“A Peace Divided” follows on directly from “An Ancient Peace”, making it the seventh Torin Kerr book. If you haven’t read the others, don’t start here. Give yourself a treat and read “Valor’s Choice” and come back here when you’ve caught up
Torin Kerr isn’t a Gunnery Sergeant in the Confederation Marines, fighting a war against the Primacy any more. The war is over. Primacy are no longer the enemy, if they ever really were.
Now Torin’s life is much more complicated. She leads a Peace Keeper Strike Force, dealing with violent people churning through civilian space in the wake of an unexpected peace. Torin’s not a soldier anymore. Winning now involved more than getting in, killing the enemy and getting her people home. Now she has to uphold the law and make sure as few people as possible, on either side, die while she’s doing it.
“A Peace Divided” is full of action. Itopens with a firefight between Torrin’s Peace Keeper Strike Team and a heavily-armed gun-runners and swiftly moves on to a mission to rescue Federation scientists being held hostage by mercenaries. Both situations illustrate the shift in the context of Torin’s violence from fighting a war to keeping the peace.
The book moves beyond the action to reflect on its causes as Torrin asks herself why the Strike Force is necessary and what should really be done about the veteran soldiers, damaged in the war and displaced in the peace, who spread violence and whether she and her people are being manipulated.

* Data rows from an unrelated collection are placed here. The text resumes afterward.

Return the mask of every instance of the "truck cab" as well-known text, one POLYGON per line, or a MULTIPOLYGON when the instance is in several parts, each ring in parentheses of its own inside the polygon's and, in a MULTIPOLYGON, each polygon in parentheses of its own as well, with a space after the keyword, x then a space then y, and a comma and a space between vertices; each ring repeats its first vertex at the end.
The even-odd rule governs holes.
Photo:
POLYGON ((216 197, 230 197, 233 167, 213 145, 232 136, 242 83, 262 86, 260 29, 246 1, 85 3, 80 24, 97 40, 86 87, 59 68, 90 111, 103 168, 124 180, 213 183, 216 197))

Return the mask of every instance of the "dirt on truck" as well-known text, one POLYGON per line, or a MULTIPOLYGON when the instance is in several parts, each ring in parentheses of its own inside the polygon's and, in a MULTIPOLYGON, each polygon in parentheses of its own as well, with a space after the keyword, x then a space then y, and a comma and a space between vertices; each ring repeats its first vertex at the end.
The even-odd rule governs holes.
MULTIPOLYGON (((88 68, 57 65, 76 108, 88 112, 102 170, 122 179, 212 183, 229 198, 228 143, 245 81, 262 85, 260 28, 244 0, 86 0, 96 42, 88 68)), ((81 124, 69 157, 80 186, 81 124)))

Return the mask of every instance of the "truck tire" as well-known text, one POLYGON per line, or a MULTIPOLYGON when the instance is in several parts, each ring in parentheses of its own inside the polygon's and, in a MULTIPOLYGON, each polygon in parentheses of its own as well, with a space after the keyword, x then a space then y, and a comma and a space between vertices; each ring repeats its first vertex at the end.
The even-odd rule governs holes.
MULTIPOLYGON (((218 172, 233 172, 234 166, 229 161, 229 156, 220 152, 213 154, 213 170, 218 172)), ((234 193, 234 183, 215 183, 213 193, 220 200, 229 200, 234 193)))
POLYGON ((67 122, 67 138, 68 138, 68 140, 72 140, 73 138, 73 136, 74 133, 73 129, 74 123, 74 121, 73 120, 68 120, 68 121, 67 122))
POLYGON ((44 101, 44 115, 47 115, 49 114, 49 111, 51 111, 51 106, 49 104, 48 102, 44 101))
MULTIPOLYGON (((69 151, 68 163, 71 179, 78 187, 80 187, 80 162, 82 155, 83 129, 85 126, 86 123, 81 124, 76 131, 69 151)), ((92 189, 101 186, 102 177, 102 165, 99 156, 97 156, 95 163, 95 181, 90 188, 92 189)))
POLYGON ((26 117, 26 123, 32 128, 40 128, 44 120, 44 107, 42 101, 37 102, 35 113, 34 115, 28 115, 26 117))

Torin is still the heart of this book and it was good to spend more time in her company but I liked the fact that we saw large parts of the story from the point of view of other, usually alien, characters. We shared the experience of a young human mercenary, caught up in violence he doesn’t approve of but can’t walk away from, an elder race scientist who struggles even to imagine violence, until her colleagues fall victim to it and she has to decide whether to fight or die and a pair of Cray coming to terms with marriage and the vulnerability it brings.
I admired Tanya Huff’s skill in presenting the large number of alien species in this book, without confusing me or diluting the identities of the species. I liked her ability to show the species as very different from one another and yet showing that they are still more likely to be bound together by their occupational roles (scientist, soldier) than by their genetics.
The “Humans First” organization (who have now lost the annoying apostrophe) are used not just to demonstrate the power of bigotry and hate but to show that the issues that feed that hatred are real and tosuggest that the people who fund the hate have a darker, more personal agenda.
What made “A Peace Divided” compelling was that it kept fusing simple explanations.. The complexity isn’t added just to enrich the puzzle, it’s there because life is like that.
The appeal of Torin’s mantra of getting her people home safe is that it gives her the certainty needed to act decisiviely but she is aware that it filters out the bigger picture. Now she’s having to confront that there is no officer to frame the bigger picture for her and recognises that she will have to form that picture for herself and her people.